The answer is c. To find the expected profits when there are 24 calamities, substitute x=24 into the regression equation and solve for y . y=342.6−2.10(24) , so y=292.2 . Since y is measured in millions of dollars, the expected profit is $ 292.2 million.

A company wants to study the relationship between the price of a widget and the demand for that widget. They collect data on the demand corresponding to different prices and come up with the regression equation y=−6.01x+82.18 where x is the price of the widget and y is the demand. Data was collected for prices between $ 2 to $ 13 per widget. What is the predicted demand for a widget priced at $ 6 ? Round to the nearest integer. a) 82 widgets b) 118 widgets c) 52 widgets d) 46 widgets

The answer is d. Use the regression equation and substitute x=6 and solve for y . y=−6.01(6)+82.18 , so y=46.12 , which rounds to 46 widgets.

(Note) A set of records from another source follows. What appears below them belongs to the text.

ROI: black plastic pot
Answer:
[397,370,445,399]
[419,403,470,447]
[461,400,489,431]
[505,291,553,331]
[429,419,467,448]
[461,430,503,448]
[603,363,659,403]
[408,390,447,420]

A lurking variable can affect the explanatory variable or response variable. True or False?

The correct answer is a. A lurking variable can have an effect on both the explanatory and response variables.

Which of the following best describes a scatterplot that has a correlation coefficient of −0.3 ? a) The points loosely follow a line that is moving down and to the right. b) The points closely follow a line that is moving down and to the right. c) The points roughly move up and to the right, but do not follow that close to a linear pattern. d) None of the above.

The correct answer is a. If a scatterplot has a correlation coefficient of −0.3 , that indicates there is a weak negative correlation. Therefore, the points would roughly move down and to the right, but not follow that close to a linear pattern.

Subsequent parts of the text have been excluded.